Out of the top, from under the bin lid, was a distinctive trail of green texture. No, no, nothing slimy–grass, I thought. Falling in long graceful tendrils, it was not the usual grass from one’s yard.

‘Come closer.‘ it whispered.

I am a tactile person, often seeing with my hands, so I touched it, hoping for clues. I wondered how I might photograph it, or if it was of interest to anyone but me. Reluctantly, I decided it was not. I lingered, slipping into a grass reverie, stroking the pliable green filaments, partially dry but not quite limp. Remnants of a grass tree, I decided. And then I realised…

I was standing in the street,

stroking grass,

coming out of the top of someone’s garbage bin.

Back away from the bin, Ardys. Now. Slowly walk away. Home.

I think I’m hilarious, even if no one else does. I am harmless in my reveries. If I become the eccentric old walking woman of my neighbourhood, so be it. They could do worse.

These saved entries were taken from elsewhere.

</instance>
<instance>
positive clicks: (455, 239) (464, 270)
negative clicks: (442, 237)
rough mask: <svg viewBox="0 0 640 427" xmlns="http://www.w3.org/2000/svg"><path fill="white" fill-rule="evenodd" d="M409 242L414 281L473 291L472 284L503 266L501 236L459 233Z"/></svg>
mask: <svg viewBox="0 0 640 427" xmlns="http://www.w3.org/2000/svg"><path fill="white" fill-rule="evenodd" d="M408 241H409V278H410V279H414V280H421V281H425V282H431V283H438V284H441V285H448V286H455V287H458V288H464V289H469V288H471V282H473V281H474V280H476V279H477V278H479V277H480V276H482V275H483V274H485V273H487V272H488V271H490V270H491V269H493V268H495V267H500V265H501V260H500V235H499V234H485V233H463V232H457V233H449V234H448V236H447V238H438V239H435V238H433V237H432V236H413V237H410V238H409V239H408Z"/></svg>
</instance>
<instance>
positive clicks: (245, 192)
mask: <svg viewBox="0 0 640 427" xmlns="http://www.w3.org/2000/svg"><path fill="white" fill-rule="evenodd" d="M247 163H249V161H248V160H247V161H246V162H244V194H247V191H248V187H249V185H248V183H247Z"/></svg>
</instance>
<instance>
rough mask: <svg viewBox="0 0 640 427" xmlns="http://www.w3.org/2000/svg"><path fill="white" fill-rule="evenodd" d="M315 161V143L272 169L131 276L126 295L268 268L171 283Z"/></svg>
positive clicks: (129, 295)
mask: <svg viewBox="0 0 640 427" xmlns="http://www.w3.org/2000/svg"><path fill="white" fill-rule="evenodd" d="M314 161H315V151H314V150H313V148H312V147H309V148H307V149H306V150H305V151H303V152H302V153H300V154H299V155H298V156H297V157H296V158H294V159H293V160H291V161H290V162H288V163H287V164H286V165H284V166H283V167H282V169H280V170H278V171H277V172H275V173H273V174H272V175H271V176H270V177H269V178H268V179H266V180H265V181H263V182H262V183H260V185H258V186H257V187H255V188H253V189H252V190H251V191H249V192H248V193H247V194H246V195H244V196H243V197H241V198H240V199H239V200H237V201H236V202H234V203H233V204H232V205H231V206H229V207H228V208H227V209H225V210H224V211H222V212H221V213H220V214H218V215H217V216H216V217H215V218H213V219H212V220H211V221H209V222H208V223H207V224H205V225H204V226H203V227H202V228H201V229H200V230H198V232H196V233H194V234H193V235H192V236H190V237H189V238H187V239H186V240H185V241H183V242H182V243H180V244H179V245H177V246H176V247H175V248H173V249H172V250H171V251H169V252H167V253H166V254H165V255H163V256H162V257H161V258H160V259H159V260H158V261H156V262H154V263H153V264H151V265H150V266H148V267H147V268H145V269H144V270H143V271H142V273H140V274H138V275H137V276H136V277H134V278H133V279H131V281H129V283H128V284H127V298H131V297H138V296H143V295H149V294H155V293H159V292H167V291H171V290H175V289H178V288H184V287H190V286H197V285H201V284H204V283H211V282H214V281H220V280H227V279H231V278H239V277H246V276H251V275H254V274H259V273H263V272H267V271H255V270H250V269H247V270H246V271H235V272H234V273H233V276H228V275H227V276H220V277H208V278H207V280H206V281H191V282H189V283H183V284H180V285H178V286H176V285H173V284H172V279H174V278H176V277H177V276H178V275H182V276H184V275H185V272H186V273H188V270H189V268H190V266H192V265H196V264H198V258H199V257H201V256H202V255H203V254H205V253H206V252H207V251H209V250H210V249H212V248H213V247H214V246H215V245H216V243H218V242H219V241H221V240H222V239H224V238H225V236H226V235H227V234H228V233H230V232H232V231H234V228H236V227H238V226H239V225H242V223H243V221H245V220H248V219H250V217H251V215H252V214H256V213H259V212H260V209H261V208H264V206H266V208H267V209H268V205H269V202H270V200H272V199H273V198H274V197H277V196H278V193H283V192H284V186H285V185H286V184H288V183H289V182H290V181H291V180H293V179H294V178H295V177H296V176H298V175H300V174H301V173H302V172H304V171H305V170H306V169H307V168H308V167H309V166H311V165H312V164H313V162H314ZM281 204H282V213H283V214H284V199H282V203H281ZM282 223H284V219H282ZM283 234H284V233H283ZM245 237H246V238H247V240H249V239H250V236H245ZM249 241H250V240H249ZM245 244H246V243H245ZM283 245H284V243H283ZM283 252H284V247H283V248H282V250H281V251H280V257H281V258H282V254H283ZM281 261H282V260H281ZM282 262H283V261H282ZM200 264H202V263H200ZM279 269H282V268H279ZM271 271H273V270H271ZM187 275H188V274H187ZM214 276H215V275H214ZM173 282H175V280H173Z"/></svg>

Selfie with my own painting, in evening light

With my own painting, in evening light

(*Melaleuca leucadendra, Weeping Paperbark, is native to Queensland, Western Australia and the Northern Territory. It is widely distributed from the Kimberleys to Cape York and south to Bundaberg. It also occurs in New Guinea and the Solomon Islands. Although it will withstand some frost, it is not recommended for cold areas such as mountainous regions or Tasmania. It will grow well in most other areas, being very tolerant to wet or dry conditions. There are about 200 species of paperbark but the one I’ve depicted here is the leucadendra. Indigenous people used strips of bark from this tree and tied them to a frame of Dodonaea branches to build huts that were waterproof. The bark was used to wrap food before cooking in an underground oven called a kap mari. It was also used to wrap the bodies of their dead. The bark from trunks of very large trees was used to make bark canoes. The crushed leaves were used to treat respiratory infections and the flowers for making a sweet drink.)